# Fly Casting Instructors - Treasure Coast



## aaronshore (Aug 24, 2007)

If you want to make the drive head on up to Titusville. For $100 you can gen an hour with Flip Pallot. The lessons are held and scheduled through the Fly Fisherman. Just throwin it out there.


----------



## chrism (Jul 1, 2007)

i am not a casting instructor but i've taught a lot of people to throw a fly, and i'm in stuart.

if you want, come over and we'll do a little backyard practice. price is right (a beer) ;-)


----------



## tom_in_orl (Dec 9, 2006)

Check with your local community college to see if they offer classes. Also check into joining a local fly fishing club. Many competent fly fisherman can teach you fundamental.


----------



## Green_Hornet (Nov 1, 2008)

You betcha Gramps
Go to Indian Riverside Park any Saturday morning at 9am and they have a free class for any skill level. It is on Indian River Drive in Jensen Beach, just North of Sewalls Point.


----------



## Canoeman (Jul 23, 2008)

Take a look here:

http://www.fffflorida.org/MemberClubs.htm

There is a club in Stuart. I'm sure some of the members would be glad to help and memberships in these clubs is very inexpensive.


----------



## Gramps (Nov 1, 2007)

Thank you all for the help! Need to figure out which way to go now...


----------



## Brett (Jul 16, 2008)

Oh come on Gramps, it's that difficult?
choice one...spend money
choice two...Saturday in the park for free


----------



## Gramps (Nov 1, 2007)

Aye but Saturday's are my fishing days. So miss fishin' for fly lessons or spend a little cash to work around them.


----------



## Brett (Jul 16, 2008)

You keep forgetting...24 hours in a day!
Fish get hungrier after dark! Boat traffic gets less!

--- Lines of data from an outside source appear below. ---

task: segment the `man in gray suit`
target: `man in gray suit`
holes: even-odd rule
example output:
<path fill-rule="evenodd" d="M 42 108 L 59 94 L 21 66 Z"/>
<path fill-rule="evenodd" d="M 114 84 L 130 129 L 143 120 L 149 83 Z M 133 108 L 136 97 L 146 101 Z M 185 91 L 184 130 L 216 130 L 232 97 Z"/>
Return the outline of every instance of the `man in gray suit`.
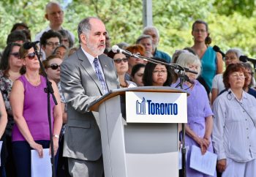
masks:
<path fill-rule="evenodd" d="M 113 60 L 102 55 L 107 34 L 102 21 L 87 18 L 78 28 L 80 48 L 61 66 L 61 84 L 67 103 L 63 156 L 72 176 L 102 177 L 103 162 L 98 113 L 90 103 L 118 81 Z"/>

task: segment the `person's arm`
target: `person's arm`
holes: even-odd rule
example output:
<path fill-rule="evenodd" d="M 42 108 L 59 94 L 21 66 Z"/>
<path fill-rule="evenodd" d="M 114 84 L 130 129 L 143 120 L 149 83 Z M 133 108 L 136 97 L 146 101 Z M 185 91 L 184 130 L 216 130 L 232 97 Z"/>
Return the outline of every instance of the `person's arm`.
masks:
<path fill-rule="evenodd" d="M 187 124 L 185 124 L 185 131 L 187 135 L 197 142 L 201 148 L 202 154 L 204 154 L 206 152 L 208 145 L 203 138 L 200 138 Z"/>
<path fill-rule="evenodd" d="M 61 64 L 61 86 L 65 99 L 76 111 L 86 113 L 90 111 L 89 105 L 100 96 L 86 95 L 81 80 L 80 71 L 75 64 L 65 63 L 65 61 Z"/>
<path fill-rule="evenodd" d="M 219 89 L 218 88 L 211 88 L 211 105 L 214 105 L 214 102 L 216 98 L 218 97 Z"/>
<path fill-rule="evenodd" d="M 23 83 L 18 80 L 14 82 L 10 96 L 10 102 L 12 110 L 13 118 L 20 133 L 28 142 L 30 147 L 37 150 L 39 156 L 42 157 L 42 146 L 34 140 L 34 138 L 28 127 L 28 124 L 26 124 L 25 118 L 23 117 L 23 102 L 24 88 Z"/>
<path fill-rule="evenodd" d="M 223 61 L 222 61 L 222 56 L 219 52 L 217 53 L 217 74 L 221 74 L 223 72 Z"/>
<path fill-rule="evenodd" d="M 214 127 L 214 120 L 212 118 L 212 116 L 209 116 L 208 117 L 206 117 L 206 132 L 205 132 L 205 135 L 203 137 L 203 139 L 206 140 L 206 143 L 208 145 L 208 147 L 209 146 L 210 143 L 211 143 L 211 132 L 212 132 L 212 129 Z"/>
<path fill-rule="evenodd" d="M 61 102 L 61 110 L 62 110 L 62 123 L 63 124 L 67 124 L 67 114 L 66 111 L 66 103 L 64 102 Z"/>
<path fill-rule="evenodd" d="M 222 100 L 216 99 L 213 105 L 214 129 L 212 132 L 212 143 L 215 153 L 218 156 L 217 170 L 223 172 L 226 169 L 226 154 L 224 148 L 224 127 L 225 122 L 225 110 L 227 108 Z"/>
<path fill-rule="evenodd" d="M 7 113 L 5 109 L 3 96 L 0 92 L 0 138 L 3 135 L 7 124 Z"/>
<path fill-rule="evenodd" d="M 50 80 L 52 83 L 53 89 L 54 91 L 54 96 L 56 99 L 58 105 L 55 105 L 53 108 L 53 149 L 54 149 L 54 155 L 56 155 L 58 148 L 59 148 L 59 138 L 54 137 L 55 135 L 59 136 L 61 127 L 62 127 L 62 110 L 61 110 L 61 97 L 59 94 L 59 90 L 57 85 L 53 80 Z"/>

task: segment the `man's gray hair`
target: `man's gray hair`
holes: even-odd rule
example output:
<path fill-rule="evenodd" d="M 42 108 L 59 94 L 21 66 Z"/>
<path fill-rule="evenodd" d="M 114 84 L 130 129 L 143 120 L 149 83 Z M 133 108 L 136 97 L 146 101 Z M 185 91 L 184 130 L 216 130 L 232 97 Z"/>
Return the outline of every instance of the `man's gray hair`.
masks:
<path fill-rule="evenodd" d="M 152 37 L 150 36 L 150 35 L 146 35 L 146 34 L 142 34 L 140 35 L 136 40 L 136 44 L 140 44 L 140 41 L 142 39 L 150 39 L 151 40 L 151 43 L 152 43 Z"/>
<path fill-rule="evenodd" d="M 98 19 L 101 20 L 99 18 L 96 17 L 89 17 L 83 19 L 78 24 L 78 39 L 79 42 L 80 42 L 80 35 L 81 34 L 86 34 L 86 38 L 88 38 L 89 32 L 91 29 L 91 24 L 90 23 L 91 19 Z"/>
<path fill-rule="evenodd" d="M 239 59 L 241 56 L 244 55 L 243 52 L 239 48 L 230 48 L 226 52 L 226 55 L 229 53 L 234 53 L 238 59 Z"/>
<path fill-rule="evenodd" d="M 59 2 L 57 1 L 50 1 L 48 2 L 46 6 L 45 6 L 45 12 L 47 13 L 47 10 L 52 6 L 52 5 L 57 5 L 59 6 L 61 10 L 62 10 L 62 7 L 59 4 Z"/>
<path fill-rule="evenodd" d="M 146 26 L 143 29 L 143 34 L 146 34 L 148 31 L 157 31 L 157 34 L 158 37 L 159 37 L 159 32 L 158 29 L 155 26 Z"/>

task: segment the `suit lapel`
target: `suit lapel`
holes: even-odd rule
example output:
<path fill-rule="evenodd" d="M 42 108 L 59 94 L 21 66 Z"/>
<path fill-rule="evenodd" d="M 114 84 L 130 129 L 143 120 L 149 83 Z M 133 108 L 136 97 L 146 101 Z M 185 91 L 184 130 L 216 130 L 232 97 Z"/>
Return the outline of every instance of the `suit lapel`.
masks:
<path fill-rule="evenodd" d="M 112 90 L 113 88 L 112 87 L 112 82 L 113 80 L 110 80 L 109 75 L 110 75 L 113 73 L 113 66 L 111 65 L 111 62 L 109 61 L 109 59 L 105 59 L 105 56 L 99 56 L 99 61 L 100 62 L 100 65 L 102 66 L 103 72 L 104 72 L 104 77 L 105 77 L 105 81 L 106 82 L 106 84 L 108 86 L 108 91 Z"/>
<path fill-rule="evenodd" d="M 85 71 L 88 73 L 88 75 L 91 78 L 91 79 L 94 81 L 97 87 L 99 88 L 102 94 L 104 94 L 104 91 L 102 87 L 102 85 L 98 79 L 98 77 L 96 75 L 96 72 L 92 67 L 90 61 L 87 59 L 86 54 L 83 52 L 82 49 L 79 48 L 78 51 L 78 59 L 81 61 L 81 65 L 84 68 Z"/>

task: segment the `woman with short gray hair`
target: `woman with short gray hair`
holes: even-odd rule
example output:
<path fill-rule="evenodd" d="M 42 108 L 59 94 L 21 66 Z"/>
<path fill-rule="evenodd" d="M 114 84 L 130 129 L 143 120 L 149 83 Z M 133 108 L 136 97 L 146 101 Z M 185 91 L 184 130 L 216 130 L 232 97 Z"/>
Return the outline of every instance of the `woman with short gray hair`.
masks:
<path fill-rule="evenodd" d="M 189 167 L 192 146 L 200 148 L 202 154 L 206 151 L 214 151 L 211 138 L 213 113 L 205 88 L 196 80 L 200 74 L 201 62 L 197 56 L 182 53 L 178 56 L 176 64 L 197 72 L 186 72 L 189 80 L 185 81 L 182 85 L 183 89 L 189 94 L 187 97 L 187 124 L 185 125 L 185 146 L 189 146 L 186 163 L 187 174 L 187 176 L 209 176 Z M 180 78 L 173 81 L 171 87 L 178 85 Z"/>

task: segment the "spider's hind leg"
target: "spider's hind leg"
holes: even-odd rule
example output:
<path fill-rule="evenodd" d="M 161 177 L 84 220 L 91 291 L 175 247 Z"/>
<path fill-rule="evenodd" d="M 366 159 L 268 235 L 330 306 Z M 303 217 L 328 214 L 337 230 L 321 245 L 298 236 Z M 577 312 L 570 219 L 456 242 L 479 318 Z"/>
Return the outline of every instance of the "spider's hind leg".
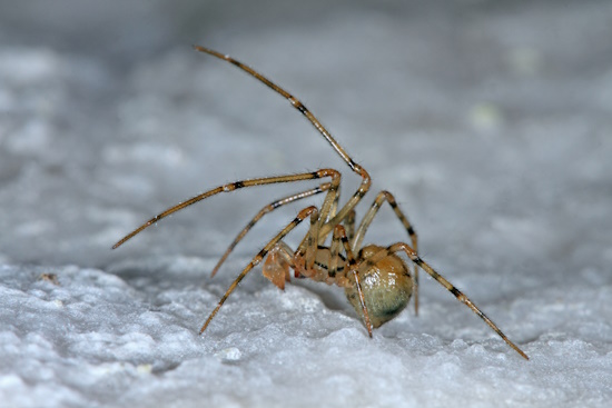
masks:
<path fill-rule="evenodd" d="M 269 251 L 261 268 L 261 275 L 278 289 L 285 290 L 285 282 L 290 281 L 289 269 L 295 269 L 293 251 L 288 245 L 280 241 Z"/>

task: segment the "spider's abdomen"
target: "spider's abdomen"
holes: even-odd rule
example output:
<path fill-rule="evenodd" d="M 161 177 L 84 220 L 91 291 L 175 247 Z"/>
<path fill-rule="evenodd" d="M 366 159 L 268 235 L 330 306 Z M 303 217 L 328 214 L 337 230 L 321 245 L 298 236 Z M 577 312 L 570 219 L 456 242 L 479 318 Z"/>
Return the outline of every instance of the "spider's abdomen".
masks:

It's a full moon, it's like daylight out there at night!


----------



## lemaymiami (Feb 9, 2007)

Here's a vote for the free class or just joining a fly fishing club... Just think, along with learning the basics you get to hook up with guys and gals that are probably on the water with that same gear... The more fly anglers you get to meet and fish with the quicker you'll learn whether it's for you. Don't tell anyone, but many of those "weekend warriors" are just as skilled as most guides... ask me how I know - it's the way I got started all those years ago.


----------



## fatalbert43 (Dec 13, 2006)

Look for the "Flycasting with Chico Fernandez" video. It was a really good one and simply presented. And it is specific to saltwater fly casting techniques. I good one for any beginner.


----------



## Green_Hornet (Nov 1, 2008)

Soooooooooooo......how did the class go?


----------



## Gramps (Nov 1, 2007)

Didn't go. Harassed the trout at Round Island. Maybe next week.


----------



## Brett (Jul 16, 2008)

> Just think, along with learning the basics you get to hook up with guys and  gals that are probably on the water with that same gear



If I were single, that's the way I'd look at it!


----------



## skinny_water (Jun 11, 2008)

> Didn't go. Harassed the trout at Round Island.  Maybe next week.


We'll let it slide this time...cause we all know once you start...you will submit to your underlying urge to flyfish all the time!


----------



## jsanchez (Apr 4, 2008)

basspro has free lessons...atleast the one by my house. dolphin mall


----------